Way back in the 1990s(!) Jeff Bonwick had created a program called lockstat(1M) for live instrumentation of kernel locking primitives (“live” as distinct from “dynamic” in that while the instrumentation could be turned on and off, the data payloads were pretty much static). This was incredibly useful! What locks were hot? Where were they contended? New observability led to new performance fixes. When we built DTrace, we incorporated its instrumentation as the lockstat provider.  After building user-land tracing with the pid provider, it seemed like an obvious step to build a plockstat(1M) command to understand user-land locking primitives. So I built it. And, my goodness, was the first iteration of that a disaster. A total mess. Special cases on special cases with unholy knowledge sprinkled everywhere. We yanked that out of the first integration of DTrace and went back to the drawing board. What we came up with was USDT, the first provider of which was plockstat whose probes are consumed by the eponymous command.

Bryan and I touched on this somewhere in the 2+ hours of DTrace history we recorded back in September:

Years passed as they do, and USDT turned out to be very very very useful. At Oxide, we wanted that usefulness in the Rust code we’re writing, so my colleague, Ben Naecker, and I built a usdt crate. While we have probes in lots of places, knowledge had passed more or less word-of-mouth. Shocking! To remedy this, at the last Oxide all-company event, Ben and I put together a little slide deck on inserting USDT probes in Rust code, using those probes (spoiler: here’s a new cause for frustration with async Rust), and an exercise to try it out. Enjoy!

(tl;dr add USDT probes where you have log statements and you’ll probably thank yourself later.)

When Apple announced their new file system, APFS, in June, I hustled to be in the front row of the WWDC presentation, questions with the presenters, and then the open Q&A session. I took a week to write up my notes which turned into as 12 page behemoth of a blog post — longer than my college thesis. Despite reassurances from the tweeps, I was sure that the blog post was an order of magnitude longer than the modern attention span. I was wrong; so wrong that Ars Technica wanted to republish the blog post. Never underestimate the interest in all things Apple.

In that piece I left one big thread dangling. Apple shipped APFS as a technology preview, but they left out access to one of the biggest new features: snapshots. Digging around I noticed that there was a curiously named new system call, “fs_snapshot”, but explicitly didn’t investigate: the post was already too long (I thought), I had spent enough time on it, and someone else (surely! surely?) would want to pull on that thread.

Slow News Day

Every so often I’d poke around for APFS news, but there was very little new. Last month folks discovered that APFS was coming to iOS sooner rather than later.

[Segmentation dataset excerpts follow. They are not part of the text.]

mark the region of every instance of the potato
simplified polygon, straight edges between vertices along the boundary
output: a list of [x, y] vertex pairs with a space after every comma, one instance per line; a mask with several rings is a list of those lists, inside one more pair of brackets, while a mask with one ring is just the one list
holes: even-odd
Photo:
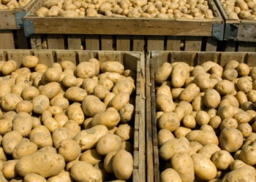
[[188, 140], [184, 137], [179, 137], [165, 142], [159, 149], [159, 155], [162, 159], [168, 161], [174, 154], [188, 152], [189, 149]]
[[128, 124], [121, 124], [116, 130], [115, 134], [119, 136], [122, 141], [127, 141], [133, 137], [133, 127]]
[[121, 139], [114, 134], [106, 134], [102, 136], [96, 146], [96, 150], [100, 155], [105, 156], [110, 151], [121, 149]]
[[[110, 78], [108, 78], [111, 79]], [[112, 80], [112, 82], [113, 82]], [[120, 79], [117, 82], [115, 82], [114, 87], [112, 89], [112, 92], [115, 94], [118, 94], [120, 92], [127, 92], [129, 95], [131, 95], [134, 91], [135, 90], [135, 84], [134, 81], [130, 79]]]
[[200, 154], [191, 156], [194, 163], [195, 174], [203, 180], [209, 181], [217, 175], [214, 164], [206, 157]]
[[44, 178], [59, 174], [65, 167], [64, 157], [50, 152], [35, 152], [22, 157], [17, 162], [15, 170], [24, 177], [29, 173], [37, 173]]
[[218, 138], [213, 131], [192, 130], [187, 134], [186, 138], [189, 141], [197, 141], [203, 146], [219, 144]]
[[195, 180], [193, 161], [187, 153], [174, 154], [170, 164], [172, 168], [181, 176], [182, 181], [193, 181]]
[[120, 115], [116, 111], [106, 111], [97, 114], [91, 122], [91, 126], [94, 127], [102, 124], [111, 130], [115, 127], [120, 122]]
[[69, 138], [64, 139], [59, 143], [59, 154], [61, 154], [65, 162], [71, 162], [77, 159], [81, 152], [79, 144]]
[[118, 180], [129, 180], [132, 177], [133, 170], [132, 154], [125, 150], [118, 151], [113, 157], [112, 169]]
[[157, 108], [163, 112], [173, 112], [176, 108], [172, 98], [167, 95], [159, 94], [156, 97]]
[[167, 129], [170, 132], [173, 132], [180, 126], [178, 116], [174, 112], [164, 113], [159, 119], [157, 125], [160, 130]]
[[4, 63], [1, 68], [1, 72], [4, 75], [9, 75], [17, 68], [17, 63], [13, 60], [9, 60]]
[[79, 160], [87, 162], [92, 165], [96, 165], [103, 159], [104, 157], [99, 154], [96, 149], [86, 150], [79, 157]]
[[107, 134], [108, 130], [104, 125], [97, 125], [88, 130], [78, 132], [73, 140], [78, 143], [82, 151], [95, 147], [99, 139]]
[[162, 182], [176, 181], [182, 182], [182, 179], [178, 173], [173, 169], [168, 168], [160, 174], [160, 181]]
[[23, 141], [22, 135], [18, 131], [11, 131], [3, 136], [2, 147], [7, 154], [11, 154], [15, 146]]
[[15, 171], [15, 165], [18, 162], [18, 159], [8, 160], [4, 162], [2, 172], [4, 178], [7, 179], [12, 179], [17, 176], [17, 173]]
[[158, 132], [157, 134], [157, 143], [158, 146], [160, 147], [165, 142], [172, 140], [174, 136], [171, 132], [167, 129], [162, 129]]
[[226, 127], [219, 135], [220, 147], [228, 152], [236, 152], [242, 146], [243, 138], [243, 135], [238, 130]]
[[26, 182], [47, 182], [47, 180], [43, 178], [42, 175], [34, 174], [34, 173], [29, 173], [24, 176], [24, 181]]
[[33, 154], [37, 151], [37, 146], [33, 142], [21, 142], [14, 148], [12, 155], [13, 159], [20, 159], [24, 156]]
[[208, 74], [199, 74], [195, 76], [194, 83], [201, 91], [206, 91], [210, 87], [210, 76]]
[[26, 116], [15, 116], [12, 121], [12, 130], [19, 132], [23, 137], [28, 136], [32, 130], [31, 118], [29, 114], [28, 115]]
[[203, 96], [204, 103], [208, 108], [216, 108], [219, 104], [220, 99], [219, 93], [213, 89], [207, 90]]
[[169, 63], [165, 63], [158, 68], [154, 73], [154, 81], [157, 84], [162, 84], [168, 79], [172, 72], [173, 67]]
[[12, 131], [12, 119], [0, 119], [0, 135], [4, 135], [8, 132]]
[[185, 63], [178, 63], [173, 67], [171, 72], [171, 83], [176, 88], [181, 87], [186, 79], [189, 77], [189, 66]]
[[80, 63], [75, 68], [75, 75], [78, 78], [91, 78], [95, 75], [94, 64], [89, 62]]
[[15, 111], [17, 104], [23, 99], [16, 94], [9, 93], [1, 98], [1, 106], [5, 111]]
[[246, 77], [241, 77], [237, 82], [237, 87], [238, 90], [246, 94], [252, 89], [252, 82]]
[[82, 108], [88, 116], [94, 116], [106, 110], [106, 106], [97, 97], [88, 95], [82, 101]]
[[76, 181], [100, 181], [102, 174], [99, 170], [85, 161], [77, 161], [71, 168], [71, 176]]
[[58, 82], [60, 79], [60, 72], [56, 68], [48, 68], [42, 75], [41, 82], [43, 84], [50, 82]]
[[44, 95], [34, 97], [32, 100], [33, 111], [37, 114], [42, 114], [46, 111], [50, 106], [49, 98]]
[[206, 157], [207, 158], [211, 158], [213, 154], [216, 151], [221, 151], [221, 149], [216, 144], [207, 144], [202, 146], [197, 153], [200, 154]]
[[118, 61], [106, 61], [100, 64], [100, 71], [102, 73], [115, 72], [119, 74], [123, 74], [124, 66]]
[[69, 119], [75, 121], [78, 124], [83, 122], [85, 116], [80, 103], [74, 103], [67, 108], [67, 116]]
[[110, 151], [109, 152], [106, 157], [104, 159], [104, 169], [108, 173], [113, 173], [113, 167], [112, 167], [112, 162], [114, 156], [117, 151]]

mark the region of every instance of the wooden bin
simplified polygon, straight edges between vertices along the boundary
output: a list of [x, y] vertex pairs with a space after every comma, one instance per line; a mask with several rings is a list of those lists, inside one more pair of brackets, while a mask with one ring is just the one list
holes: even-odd
[[15, 60], [20, 67], [22, 60], [27, 55], [35, 55], [39, 63], [49, 67], [53, 63], [70, 60], [75, 64], [97, 58], [99, 63], [115, 60], [121, 63], [125, 69], [137, 73], [135, 92], [135, 115], [134, 119], [133, 138], [133, 173], [131, 181], [146, 181], [145, 153], [145, 58], [139, 52], [114, 51], [69, 51], [69, 50], [0, 50], [0, 60]]
[[23, 17], [36, 4], [36, 0], [25, 7], [0, 10], [0, 49], [27, 49], [29, 39], [22, 29]]
[[146, 52], [180, 50], [216, 51], [217, 40], [223, 39], [223, 19], [212, 0], [208, 0], [208, 5], [215, 18], [190, 20], [37, 17], [35, 12], [45, 1], [39, 1], [25, 17], [25, 33], [31, 36], [31, 47], [36, 49], [72, 50], [80, 49], [83, 45], [83, 50]]
[[[157, 128], [156, 119], [155, 84], [154, 73], [164, 63], [182, 61], [190, 66], [200, 65], [203, 63], [212, 60], [224, 66], [230, 60], [236, 60], [245, 63], [249, 66], [256, 66], [255, 52], [171, 52], [152, 51], [148, 55], [146, 64], [146, 151], [147, 161], [153, 163], [147, 165], [147, 171], [152, 172], [148, 181], [159, 182], [161, 165], [159, 158], [157, 143]], [[150, 141], [152, 141], [151, 143]], [[153, 174], [154, 173], [154, 174]]]
[[255, 52], [256, 51], [256, 21], [239, 20], [232, 20], [219, 0], [214, 0], [216, 5], [225, 23], [224, 40], [229, 41], [227, 51]]

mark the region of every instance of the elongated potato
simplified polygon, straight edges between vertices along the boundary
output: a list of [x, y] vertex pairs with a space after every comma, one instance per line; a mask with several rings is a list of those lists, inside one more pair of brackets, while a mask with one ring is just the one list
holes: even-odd
[[59, 174], [65, 167], [64, 157], [51, 152], [35, 152], [22, 157], [15, 166], [20, 175], [36, 173], [44, 178]]

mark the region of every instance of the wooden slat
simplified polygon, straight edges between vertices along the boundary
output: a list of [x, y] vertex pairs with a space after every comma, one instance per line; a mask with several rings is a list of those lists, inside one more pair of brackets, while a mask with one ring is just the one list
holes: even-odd
[[112, 36], [101, 36], [101, 50], [114, 50], [113, 41]]
[[[159, 18], [62, 18], [37, 17], [33, 20], [34, 33], [72, 33], [105, 35], [166, 35], [211, 36], [213, 25], [222, 17], [212, 20]], [[45, 24], [47, 23], [47, 26]]]
[[65, 50], [64, 36], [48, 34], [48, 45], [50, 50]]
[[81, 50], [81, 38], [80, 35], [67, 36], [68, 50]]
[[255, 42], [238, 42], [238, 52], [255, 52], [256, 43]]
[[185, 51], [200, 51], [202, 47], [201, 36], [187, 36]]
[[86, 50], [99, 50], [99, 40], [98, 35], [86, 36]]
[[236, 41], [225, 41], [225, 52], [236, 52]]
[[133, 44], [132, 51], [144, 52], [145, 38], [143, 36], [132, 36]]
[[212, 37], [207, 37], [206, 51], [212, 52], [217, 50], [218, 41]]
[[151, 120], [151, 83], [150, 80], [150, 55], [147, 57], [146, 63], [146, 181], [154, 182], [154, 160], [153, 160], [153, 136], [152, 136], [152, 120]]
[[18, 49], [29, 49], [29, 39], [25, 36], [23, 29], [17, 30]]
[[40, 34], [34, 34], [30, 37], [30, 44], [33, 50], [42, 50], [42, 39]]
[[130, 36], [116, 36], [116, 50], [130, 51]]
[[148, 52], [151, 50], [165, 50], [164, 36], [148, 36], [147, 42]]
[[0, 49], [15, 49], [12, 31], [0, 31]]
[[181, 36], [167, 36], [166, 50], [181, 50]]

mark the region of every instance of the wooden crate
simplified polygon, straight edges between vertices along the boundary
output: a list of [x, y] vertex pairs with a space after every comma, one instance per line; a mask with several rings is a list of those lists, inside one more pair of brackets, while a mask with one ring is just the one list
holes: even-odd
[[31, 36], [35, 48], [41, 47], [39, 35], [44, 34], [49, 47], [54, 42], [55, 47], [65, 49], [80, 49], [82, 44], [84, 50], [146, 52], [216, 51], [217, 40], [223, 39], [224, 21], [212, 0], [208, 1], [212, 20], [37, 17], [45, 1], [39, 1], [25, 17], [25, 33]]
[[115, 51], [71, 51], [71, 50], [0, 50], [0, 60], [15, 60], [18, 67], [27, 55], [35, 55], [39, 63], [49, 67], [53, 63], [61, 63], [69, 60], [75, 64], [88, 61], [90, 58], [97, 58], [99, 63], [115, 60], [121, 63], [125, 69], [131, 69], [137, 73], [135, 92], [135, 115], [134, 119], [133, 139], [133, 174], [131, 181], [146, 181], [146, 146], [145, 146], [145, 57], [140, 52]]
[[[211, 60], [224, 66], [230, 60], [236, 60], [245, 63], [249, 66], [256, 66], [255, 52], [172, 52], [152, 51], [146, 58], [146, 136], [147, 161], [153, 163], [152, 166], [147, 165], [148, 171], [151, 171], [148, 181], [159, 182], [161, 164], [159, 158], [159, 147], [157, 143], [157, 128], [156, 119], [156, 98], [154, 73], [164, 63], [182, 61], [190, 66], [195, 66]], [[151, 143], [149, 141], [151, 141]], [[154, 174], [154, 175], [153, 175]]]
[[[255, 48], [256, 32], [255, 30], [256, 28], [256, 21], [246, 20], [229, 20], [227, 14], [220, 1], [219, 0], [214, 1], [225, 22], [224, 40], [244, 41], [241, 44], [241, 47], [254, 47], [254, 48]], [[254, 49], [254, 52], [255, 52], [255, 49]]]
[[[84, 50], [190, 50], [217, 51], [218, 41], [210, 36], [34, 34], [31, 49]], [[219, 51], [222, 51], [219, 49]]]
[[26, 6], [0, 10], [0, 50], [27, 49], [29, 41], [22, 29], [25, 15], [35, 5], [31, 0]]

But there wasn’t anything new to play with or any revelations on how APFS would work.

I would search for “APFS snapshots”, “fs_snapshot”, anything I could think of to see if anyone had figured out how to make snapshots work on APFS. Nothing.

A few weekends ago, I decided to yank on that thread myself.

Prometheus

I started from the system call, wandered through Apple’s open source kernel, leaned heavily on DTrace, and eventually figured it out. Apple had shipped snapshots in APFS, they just hadn’t made it easy to get there. The folks at Ars were excited for a follow-up, and my investigation turned into this: “Testing out snapshots in Apple’s next-generation APFS file system.”

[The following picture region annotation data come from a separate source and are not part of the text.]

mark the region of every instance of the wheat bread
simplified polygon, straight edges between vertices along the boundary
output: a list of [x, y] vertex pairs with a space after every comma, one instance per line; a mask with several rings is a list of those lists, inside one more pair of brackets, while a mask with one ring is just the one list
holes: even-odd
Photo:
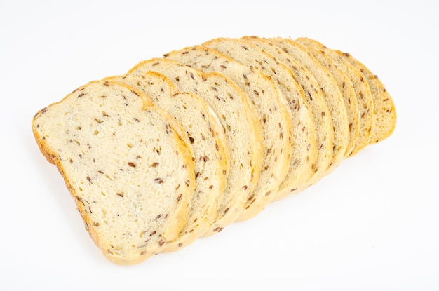
[[199, 96], [178, 90], [164, 75], [147, 72], [142, 76], [115, 76], [151, 98], [180, 123], [188, 135], [195, 160], [195, 191], [187, 219], [178, 237], [168, 241], [162, 252], [176, 251], [204, 234], [213, 223], [222, 201], [229, 171], [229, 149], [222, 126], [206, 102]]
[[180, 62], [156, 58], [137, 64], [128, 74], [148, 71], [167, 76], [182, 91], [198, 94], [219, 119], [230, 148], [229, 172], [223, 201], [205, 236], [221, 231], [241, 215], [262, 170], [264, 144], [256, 109], [245, 92], [220, 73], [204, 73]]
[[351, 79], [357, 100], [359, 124], [358, 137], [349, 154], [349, 156], [356, 155], [369, 144], [374, 122], [374, 103], [366, 78], [359, 69], [348, 62], [342, 55], [338, 54], [335, 50], [326, 47], [318, 41], [304, 37], [297, 39], [297, 41], [300, 41], [301, 43], [306, 44], [308, 46], [312, 46], [314, 48], [318, 48], [324, 52]]
[[364, 64], [352, 57], [349, 53], [337, 50], [337, 53], [359, 69], [366, 78], [373, 100], [374, 116], [369, 144], [380, 142], [389, 137], [395, 130], [396, 111], [393, 100], [378, 76], [374, 74]]
[[353, 85], [349, 77], [324, 50], [317, 46], [310, 45], [309, 42], [304, 39], [297, 39], [295, 41], [306, 46], [309, 53], [332, 74], [337, 81], [342, 96], [343, 97], [344, 107], [349, 121], [349, 138], [344, 152], [344, 157], [346, 158], [351, 154], [351, 152], [352, 152], [355, 147], [355, 143], [358, 138], [360, 116]]
[[[111, 261], [140, 262], [183, 228], [195, 185], [180, 125], [146, 95], [94, 81], [39, 111], [36, 142]], [[172, 157], [172, 158], [170, 158]]]
[[[310, 143], [304, 144], [304, 145], [309, 147], [311, 152], [314, 153], [313, 158], [309, 159], [312, 163], [311, 171], [308, 175], [308, 177], [300, 184], [295, 185], [288, 182], [288, 181], [291, 181], [290, 180], [285, 180], [275, 198], [275, 200], [280, 200], [291, 194], [302, 191], [309, 185], [317, 182], [324, 175], [329, 166], [332, 158], [332, 149], [333, 141], [333, 130], [332, 129], [332, 126], [329, 109], [324, 100], [321, 89], [318, 87], [317, 82], [314, 80], [309, 71], [269, 41], [256, 36], [245, 37], [245, 40], [251, 43], [245, 46], [246, 48], [248, 48], [249, 46], [252, 48], [256, 46], [256, 50], [259, 53], [262, 52], [262, 53], [266, 57], [266, 55], [270, 56], [268, 58], [266, 57], [266, 60], [264, 60], [264, 63], [272, 64], [273, 62], [275, 62], [281, 64], [277, 69], [274, 69], [273, 67], [271, 67], [273, 73], [274, 72], [276, 73], [281, 71], [285, 72], [285, 68], [287, 68], [288, 70], [287, 74], [291, 75], [288, 79], [291, 80], [291, 78], [292, 78], [299, 88], [302, 88], [304, 93], [305, 101], [310, 107], [311, 111], [312, 122], [313, 123], [312, 130], [315, 137], [313, 135], [312, 139], [309, 140], [311, 141]], [[258, 60], [258, 62], [261, 61]], [[267, 67], [266, 64], [263, 66], [264, 69]], [[318, 114], [316, 114], [316, 112]], [[299, 128], [302, 130], [302, 128], [300, 125], [299, 126]], [[316, 141], [315, 144], [313, 143], [314, 140]], [[288, 178], [290, 178], [290, 177], [288, 177]]]
[[322, 88], [325, 100], [330, 109], [334, 130], [332, 161], [327, 169], [327, 175], [343, 161], [349, 142], [349, 123], [347, 113], [337, 81], [327, 69], [312, 57], [306, 47], [289, 39], [270, 39], [292, 57], [306, 66]]
[[[242, 39], [219, 38], [207, 41], [202, 46], [218, 50], [243, 65], [261, 70], [275, 81], [289, 103], [292, 104], [295, 100], [296, 102], [300, 102], [300, 86], [291, 70], [284, 64], [277, 62], [273, 55], [261, 50], [250, 41]], [[290, 169], [290, 175], [287, 175], [284, 180], [285, 183], [283, 182], [281, 185], [279, 191], [281, 192], [290, 193], [302, 188], [313, 175], [313, 166], [316, 163], [317, 143], [314, 143], [315, 140], [312, 135], [312, 123], [305, 122], [301, 126], [301, 130], [304, 127], [302, 133], [305, 137], [302, 137], [302, 140], [307, 140], [304, 144], [297, 143], [302, 146], [300, 157], [303, 158], [299, 158], [300, 163], [293, 161], [293, 165], [297, 167]]]
[[289, 171], [292, 156], [299, 154], [292, 151], [293, 123], [286, 100], [271, 78], [217, 50], [196, 46], [166, 53], [165, 57], [203, 72], [224, 74], [247, 93], [255, 105], [264, 137], [262, 170], [238, 220], [254, 217], [276, 196]]

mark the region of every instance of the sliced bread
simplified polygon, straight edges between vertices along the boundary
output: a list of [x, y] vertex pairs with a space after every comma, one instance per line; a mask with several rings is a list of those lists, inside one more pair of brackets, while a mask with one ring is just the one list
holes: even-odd
[[349, 139], [344, 152], [344, 157], [346, 158], [351, 154], [351, 152], [355, 147], [355, 143], [358, 138], [358, 127], [360, 124], [360, 116], [358, 114], [357, 99], [355, 95], [353, 85], [349, 77], [324, 50], [317, 46], [310, 45], [309, 42], [304, 39], [297, 39], [295, 41], [306, 46], [309, 53], [311, 53], [322, 66], [325, 67], [332, 76], [334, 76], [335, 81], [337, 81], [339, 89], [343, 97], [343, 101], [344, 102], [344, 106], [349, 121]]
[[202, 46], [186, 48], [165, 55], [203, 72], [219, 72], [235, 81], [255, 104], [264, 137], [263, 165], [259, 182], [250, 194], [238, 220], [260, 212], [274, 198], [288, 172], [292, 154], [293, 123], [287, 101], [273, 80], [259, 69]]
[[311, 39], [299, 38], [297, 41], [324, 52], [351, 79], [357, 100], [359, 116], [358, 137], [349, 154], [349, 156], [354, 156], [369, 144], [373, 126], [374, 103], [366, 78], [361, 71], [348, 62], [342, 54], [339, 55], [335, 50]]
[[[284, 64], [277, 62], [273, 55], [261, 50], [250, 41], [242, 39], [219, 38], [212, 39], [202, 46], [218, 50], [247, 66], [259, 69], [276, 82], [288, 103], [299, 104], [298, 106], [304, 105], [303, 100], [300, 99], [299, 86], [291, 70]], [[306, 109], [304, 108], [305, 110]], [[306, 114], [305, 119], [306, 117]], [[302, 146], [301, 156], [296, 157], [299, 158], [299, 162], [297, 162], [297, 160], [293, 161], [293, 166], [296, 168], [290, 169], [290, 175], [287, 175], [285, 184], [283, 182], [281, 185], [279, 191], [283, 193], [285, 191], [290, 193], [302, 189], [313, 175], [313, 165], [316, 165], [318, 159], [317, 144], [314, 143], [315, 140], [312, 135], [312, 122], [309, 122], [309, 119], [308, 121], [303, 119], [302, 121], [304, 123], [300, 124], [299, 128], [302, 130], [304, 128], [302, 132], [304, 136], [302, 137], [301, 140], [305, 142], [297, 144]], [[301, 133], [297, 130], [295, 132]], [[295, 170], [297, 170], [295, 172]]]
[[180, 123], [187, 133], [195, 159], [195, 192], [187, 220], [176, 239], [167, 242], [163, 252], [175, 251], [192, 243], [213, 223], [222, 201], [229, 170], [229, 151], [222, 126], [199, 96], [177, 90], [164, 75], [147, 72], [142, 76], [116, 76], [106, 79], [123, 82], [151, 97], [154, 105]]
[[35, 139], [64, 177], [86, 229], [117, 264], [142, 262], [175, 239], [194, 189], [185, 133], [151, 105], [131, 87], [95, 81], [32, 121]]
[[369, 144], [380, 142], [389, 137], [395, 130], [396, 111], [393, 100], [378, 76], [362, 62], [349, 53], [337, 51], [337, 53], [359, 69], [366, 78], [374, 102], [374, 122]]
[[[292, 78], [304, 90], [306, 100], [311, 107], [312, 111], [314, 125], [313, 133], [316, 135], [315, 140], [316, 145], [313, 146], [313, 143], [305, 143], [306, 146], [310, 147], [310, 149], [316, 147], [313, 150], [316, 153], [316, 156], [311, 160], [313, 161], [311, 164], [312, 172], [304, 181], [304, 183], [295, 187], [285, 187], [279, 191], [276, 200], [280, 200], [291, 194], [302, 191], [307, 187], [316, 182], [326, 172], [326, 170], [332, 158], [334, 132], [330, 120], [330, 114], [327, 105], [325, 102], [322, 90], [309, 71], [269, 41], [256, 36], [246, 37], [245, 39], [251, 42], [250, 45], [245, 46], [246, 48], [248, 48], [249, 46], [252, 46], [252, 47], [257, 46], [258, 48], [257, 50], [262, 52], [259, 53], [270, 55], [269, 57], [265, 58], [264, 62], [268, 64], [275, 62], [281, 64], [277, 70], [275, 69], [273, 72], [273, 73], [278, 73], [278, 72], [282, 70], [285, 71], [286, 67], [288, 72], [287, 74], [290, 74], [292, 76], [289, 79], [291, 79]], [[267, 66], [264, 64], [263, 67], [266, 68]], [[299, 127], [299, 128], [302, 128]]]
[[326, 173], [332, 172], [344, 158], [349, 138], [349, 123], [344, 102], [331, 73], [308, 52], [306, 47], [289, 39], [270, 39], [283, 50], [306, 67], [322, 88], [330, 109], [334, 130], [332, 161]]
[[198, 94], [219, 119], [230, 147], [229, 172], [222, 203], [205, 236], [221, 231], [241, 215], [261, 172], [264, 144], [256, 109], [245, 92], [220, 73], [204, 73], [180, 62], [156, 58], [137, 64], [128, 74], [148, 71], [167, 76], [182, 91]]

Snapshots were there; the APIs were laid bare; I was going to bring fire to all the Mac fans; John Siracusa and Andy Ihnatko would carry me on their shoulders down the streets of the Internet.

Sisyphus

On the eve that this new piece was about to run I was nervously scrolling through Twitter as I took the bus home from work. Now that I had invested the time to research and write-up APFS snapshots I didn’t want someone else beating me to the punch.

Then I found this and my heart dropped:

 

Skim past the craziness of MFS and the hairball of HFS, and start digging through the APFS section. Slide 49, “APFS Snapshots” and there it is “apfs_snapshot” — not a tool that anyone laboriously reverse engineered, deciphering system calls and semi-published APIs — a tool shipped from Apple and included in macOS by default. F — .

Apple had secreted this utility away (along with some others) in /System/Library/Filesystems/apfs.fs/Contents/Resources/

What To Do?

The article that was initially about a glorious act of discovery had become an article about the reinvention of the wheel. Conversely, vanishingly few people would recognize this as rediscovery since the apfs_snapshot tool was so obscure (9 hits on Google!).

We toned down the already modest chest-thumping and published the article this morning to a pretty nice response so far. I might have happier as an FAKE NEWS Prometheus, blissfully unaware of the pre-existence of fire, but I would have been mortified when the inevitable commenter, one of the few who had used apfs_snapshot, crushed me with my own boulder.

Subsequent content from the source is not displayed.